Wall Street was up again at 5am when I bounded out of bed (yes, I know, it’s a tough life but someone has to do it!). However, a rising market makes it all worth it and while I have been putting it down to the Trump-o-party effect, my buddy Charlie Aitken says I should be thanking the Chinese.
In case you missed it, the Chinese authorities have been stimulating their economy and economic data has largely said the economy is growing better than doomsday merchants were predicting. Of course, they question the Chinese Statistician, who is probably the most maligned professional in the world!
CNBC calculates that the Oracle of Omaha, Warren Buffett, has profited $US4.3 billion since the stocks’ party started post-election on November 9 and they think it’s primarily the Trump effect.
The KBW Nasdaq Bank Index is up 13.5% and I have to say that I can’t see the direct link between China and bank stocks but I can see the Trump ‘deposit’ that has lifted the outlook for financials.
As the story goes, Trump will ease up on regulation of the banks, though there was an appetite for that even before the election, as many thought impositions on banks were hurting their willingness to lend. That said, the notion of DT as the 45th President of the USA has turbo-charged those expectations of less bank regulation. Also, it’s thought that Trump will bring more economic growth, inflation and higher interest rates, which all help banks’ bottom lines.
This one-year chart for the Bank of America, which Buffett is long on, shows the Trump effect with the takeoff of the share price in November.
Source: Yahoo!7 Finance
This chart shows a big spike after the election but it also shows US banks have been on a rising trend right over the election year, after we got over the big sell off in January/February.
Charlie’s argument makes more sense for commodities and, say, BHP’s share price.
Source: Yahoo!7 Finance
Once again, its share price has been on a surge since the same time as the banks and this had nothing to do with Donald, unless bank investors knew something just about no-one else knew.
Certainly, I’ve been arguing that the comeback of commodity prices had to be linked to a number of obvious things. Firstly, there had been over-selling, as always happens. Secondly, the big miners have ripped their costs down, with BHP’s cost of a tonne of ore now down to around $14. In 2013, it was around $25. And thirdly, the outlook for the world economy had to be getting better and China is the main driver of that demand.
Recently, we saw Japan (a serial low grower) come in with a 2.2% growth number and the collective Purchasing Managers Index (or PMI) for the world hit an 11-month high. So something was cooking before Donald got the gig.
Helping Charlie’s argument, to a certain extent, is the Hellenic Shipping News (yes I read it!), which shows the index has risen four times since February.
This tracks stuff shipped by boats and is a pretty good forward indicator. The only problem for Charlie is that it too really spiked on Donald’s win but as you can see, it has been rising like the Bank of America’s share price (shown previously) over most of 2016.
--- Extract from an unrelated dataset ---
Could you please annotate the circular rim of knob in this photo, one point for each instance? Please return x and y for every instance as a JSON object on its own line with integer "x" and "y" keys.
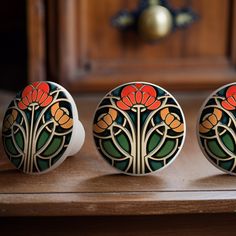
{"x": 114, "y": 120}
{"x": 41, "y": 122}
{"x": 214, "y": 119}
To rub salt into Charlie’s wounds, the UK’s Telegraph has the headline: “Baltic Dry index surges to two-year high on Trump’s infrastructure plans as pound spikes above $1.25.”
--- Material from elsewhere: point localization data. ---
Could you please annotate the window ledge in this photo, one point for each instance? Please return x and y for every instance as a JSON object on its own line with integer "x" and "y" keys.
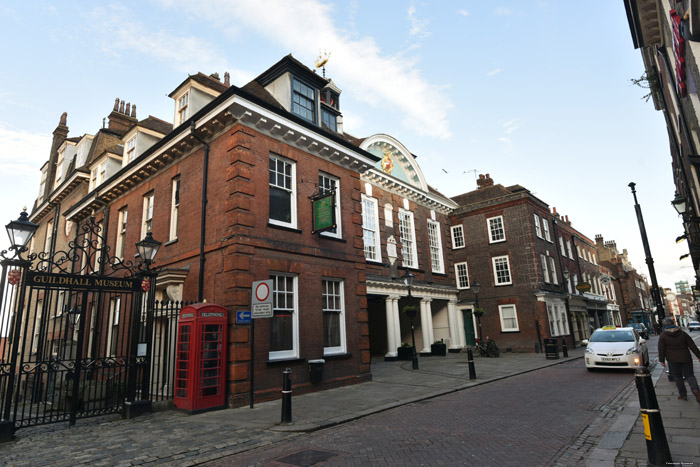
{"x": 282, "y": 227}
{"x": 335, "y": 239}
{"x": 285, "y": 361}
{"x": 337, "y": 356}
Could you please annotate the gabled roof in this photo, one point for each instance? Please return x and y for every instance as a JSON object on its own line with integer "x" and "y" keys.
{"x": 156, "y": 124}
{"x": 204, "y": 80}
{"x": 294, "y": 66}
{"x": 481, "y": 195}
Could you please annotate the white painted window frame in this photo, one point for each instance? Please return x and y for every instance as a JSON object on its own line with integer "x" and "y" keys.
{"x": 369, "y": 218}
{"x": 458, "y": 239}
{"x": 501, "y": 309}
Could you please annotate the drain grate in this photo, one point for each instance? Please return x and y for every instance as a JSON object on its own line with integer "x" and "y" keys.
{"x": 307, "y": 457}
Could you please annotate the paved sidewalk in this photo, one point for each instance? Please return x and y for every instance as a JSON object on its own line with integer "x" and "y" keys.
{"x": 174, "y": 438}
{"x": 681, "y": 421}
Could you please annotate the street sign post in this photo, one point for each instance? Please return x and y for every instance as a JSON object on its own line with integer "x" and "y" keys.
{"x": 261, "y": 307}
{"x": 243, "y": 317}
{"x": 261, "y": 303}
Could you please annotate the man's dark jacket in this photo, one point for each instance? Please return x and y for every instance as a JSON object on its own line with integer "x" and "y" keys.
{"x": 674, "y": 346}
At this stage, Buffett has not acknowledged Trump but maybe he should, given what CNBC’s Jeff Cox revealed. “Warrants that Buffett purchased back in 2011, giving him the rights to buy 700 million Bank of America shares for $7.14, also have surged in value as the stock has jumped 15 per cent. The total increased value is about $3 billion, putting his take at more than $11 billion in the post-election period.”
To steal lyrics from Billy Joel, there’s a good case to make that Donald “didn’t start the fire”, as it had already started for bank and commodity stocks. However he certainly has got some of his beloved oil and coal and put a heap of it on that fire!
Personally, I don’t care why stocks are on the rise (well, I do really and that’s why I’ve written this piece). I mainly care that they’re doing what I predicted. And I have copped some criticism from ‘experts’ along the way.
It’s a tough job being a stocks optimist but someone in the media has to do it!